The Islamic Post Blog


International Election Polls Told the Story by Khalida
December 1, 2008, 12:52 am
Filed under: December Volume 1 - 2008, Front Page News, International, World | Tags:

By Yasmin A. Atheem
Islamic Post Staff Writer

The American polling systems were vindicated in the 2008 U.S. Presidential election, showing that pre-election estimates were accurate in not only predicting a win for President-elect Barack Obama, but also what the election could mean for America and the world.
The previously coined term ‘Bradley effect’ was not to be found –where European American voters provide data to pollsters indicating they will vote for an African American candidate, but neglect to lend their support in the voting booth. The term was coined after very strong poll results among European American voters turned into a loss at the voting booth for former mayor Tom Bradley of Los Angeles, CA, an African American.
Not surprisingly, pollsters from more than half the world concurred with the choice of the American people, when they chimed in on the presidential race before the elections, offering a diverse population sample and proving certain sentiments are felt globally.
Research from GlobeScan, together with the Program on International Policy Attitudes (PIPA) at the University of Maryland, has shown that the world keenly followed the U.S. presidential elections with attention similar to American citizens. In fact, so closely were the candidates examined that an international consensus showed people as near as Mexico and Canada, and as far away as China and Russia agreeing with America’s next presidential choice.
The BBC World Service published the results of the poll on WorldPublicOpinion.org saying all 22 countries polled preferred President-elect Barack Obama to be elected instead of Republican rival John McCain. People around the world felt “if Barack Obama is elected president, America’s relations with the rest of the world are likely to get better. If John McCain is elected, the most common view in 19 countries is that relations will stay about the same as they are now,” according to the poll.
There are those who feel polls are of little value, like Harvard Crimson journalist, Christopher W. Snyder, who wrote in 2004 that what “polls give us is a way of feeling like we’re not alone in our opinions.”
However, since 1946 with the inception of the UN Security Council, the United States has wielded a great deal of international power as one of five permanent members on the Council who retain the right to vote and also to veto.  This exclusivity makes the label “leader of the free world” more than a figurative term. With only five nations: China, Russia, France, the United Kingdom, and the United States determining a great deal in the realm of global affairs, people of other countries are concerned about just how much the foreign policies of the new president will effect their lives.
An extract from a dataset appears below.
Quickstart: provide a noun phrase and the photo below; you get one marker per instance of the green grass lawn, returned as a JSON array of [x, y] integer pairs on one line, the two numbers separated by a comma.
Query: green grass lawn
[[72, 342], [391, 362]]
The BBC poll gathered opinions from Australia, Brazil, Canada, China, Egypt, France, Germany, the United Kingdom, India, Indonesia, Italy, Kenya, Lebanon, Mexico, Nigeria, Panama, the Philippines, Poland, Russia, Singapore, Turkey, the United Arab Emirates, and also the United States, with questions on the two major candidates. One of the questions posed asked: “For each of the following possible candidates, if they were elected President, do you think America’s relations with the rest of the world would become a lot better, somewhat better, stay about the same, become somewhat worse, or a lot worse?”
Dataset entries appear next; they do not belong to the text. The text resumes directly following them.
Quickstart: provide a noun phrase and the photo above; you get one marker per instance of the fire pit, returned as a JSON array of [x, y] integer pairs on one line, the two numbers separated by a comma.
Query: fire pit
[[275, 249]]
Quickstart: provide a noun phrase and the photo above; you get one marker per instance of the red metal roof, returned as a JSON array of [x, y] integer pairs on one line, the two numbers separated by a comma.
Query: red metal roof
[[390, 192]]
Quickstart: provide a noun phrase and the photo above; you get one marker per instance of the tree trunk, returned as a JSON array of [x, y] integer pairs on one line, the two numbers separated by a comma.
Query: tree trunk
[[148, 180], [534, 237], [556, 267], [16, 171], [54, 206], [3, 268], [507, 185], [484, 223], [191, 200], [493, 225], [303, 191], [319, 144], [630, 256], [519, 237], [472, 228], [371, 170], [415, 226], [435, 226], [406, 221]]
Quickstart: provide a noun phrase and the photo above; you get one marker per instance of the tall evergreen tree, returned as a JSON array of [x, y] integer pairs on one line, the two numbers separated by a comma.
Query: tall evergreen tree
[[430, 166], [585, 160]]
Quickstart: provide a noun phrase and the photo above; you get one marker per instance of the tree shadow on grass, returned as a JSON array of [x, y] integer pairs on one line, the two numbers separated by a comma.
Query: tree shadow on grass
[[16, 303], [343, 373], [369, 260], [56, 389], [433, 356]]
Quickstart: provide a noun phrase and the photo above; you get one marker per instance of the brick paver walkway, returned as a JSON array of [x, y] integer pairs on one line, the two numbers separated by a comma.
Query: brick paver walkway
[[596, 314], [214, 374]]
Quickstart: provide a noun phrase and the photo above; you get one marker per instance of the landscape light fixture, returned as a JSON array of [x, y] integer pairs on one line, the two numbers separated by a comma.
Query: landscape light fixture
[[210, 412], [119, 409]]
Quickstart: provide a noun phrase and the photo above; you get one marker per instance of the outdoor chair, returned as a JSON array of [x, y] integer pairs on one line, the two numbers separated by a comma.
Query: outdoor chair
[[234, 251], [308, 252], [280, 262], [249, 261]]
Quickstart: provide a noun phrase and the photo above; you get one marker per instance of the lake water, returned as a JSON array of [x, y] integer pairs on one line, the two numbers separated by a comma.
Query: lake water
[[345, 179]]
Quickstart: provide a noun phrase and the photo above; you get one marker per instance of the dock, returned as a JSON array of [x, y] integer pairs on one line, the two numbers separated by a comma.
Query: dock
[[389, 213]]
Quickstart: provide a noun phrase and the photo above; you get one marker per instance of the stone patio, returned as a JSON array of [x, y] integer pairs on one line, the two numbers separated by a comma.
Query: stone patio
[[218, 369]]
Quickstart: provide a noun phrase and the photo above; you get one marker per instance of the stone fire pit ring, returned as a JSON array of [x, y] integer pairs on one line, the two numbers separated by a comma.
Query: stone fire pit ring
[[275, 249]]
Results indicated: “Americans tend to share the predominant view expressed in other countries that an Obama presidency would improve US relations with the world, with 46 per cent taking that position, 19 per cent saying that relations would stay the same and 27 per cent saying they would get worse. Also similar to the rest of the world, the most common view (held by 41% of Americans) is that relations would remain the same under a McCain presidency, while 30 per cent of Americans think they would get better and 22 percent that they would get worse.
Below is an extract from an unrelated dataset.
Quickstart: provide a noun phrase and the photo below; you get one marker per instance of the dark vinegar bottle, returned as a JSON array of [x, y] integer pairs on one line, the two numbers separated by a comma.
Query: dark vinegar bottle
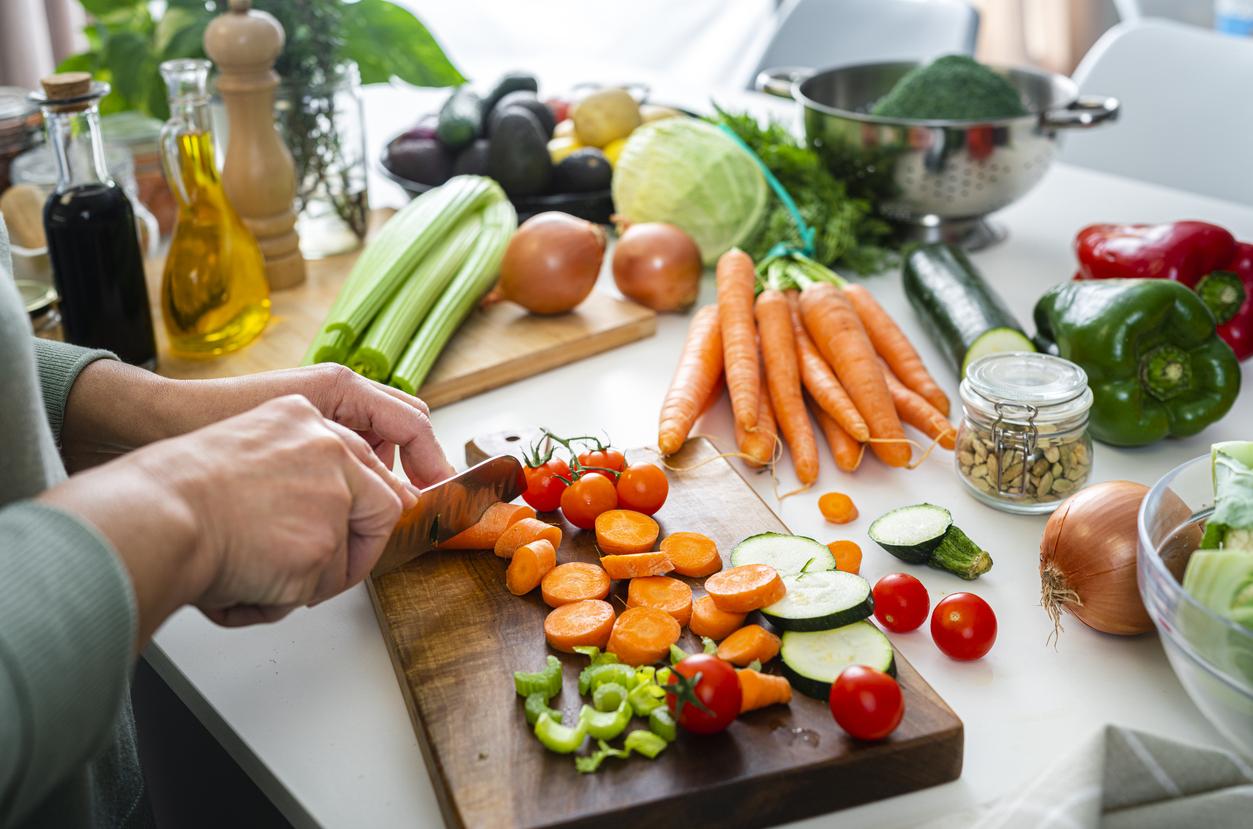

“In fifteen countries the dominant position was that, because Obama is an African-American, if he were to be elected it would fundamentally change their perception of the United States. Not surprisingly it would have the biggest impact on Kenyans (85%) and Nigerians (69%), but large numbers also say they would be impressed in Egypt (65%) and America’s neighbors/allies Mexico (60%), Australia(59%), and Canada (54%). In only two countries do majorities say that it would not fundamentally affect their view of America—Poland (59%) and Lebanon (51%), while a plurality take this position in Turkey (40%) and Russia (26%). In three others, views are divided on this question –Italy, Singapore, and Brazil.”
The polls of this presidential campaign have provided a sounding board where Americans and other citizens of the world have shown they are willing to stand behind a leader that supports peace and unity amongst European and African Americans, Christians and Muslims, the United States and the rest of the world. President-elect Obama’s win signals that the majority of Americans are ready to move towards reconciliation and away from compartmentalization and segregation, which aspirations appear, for now, to be global.
-Researcher Dalya A. Wadud contributed to this report.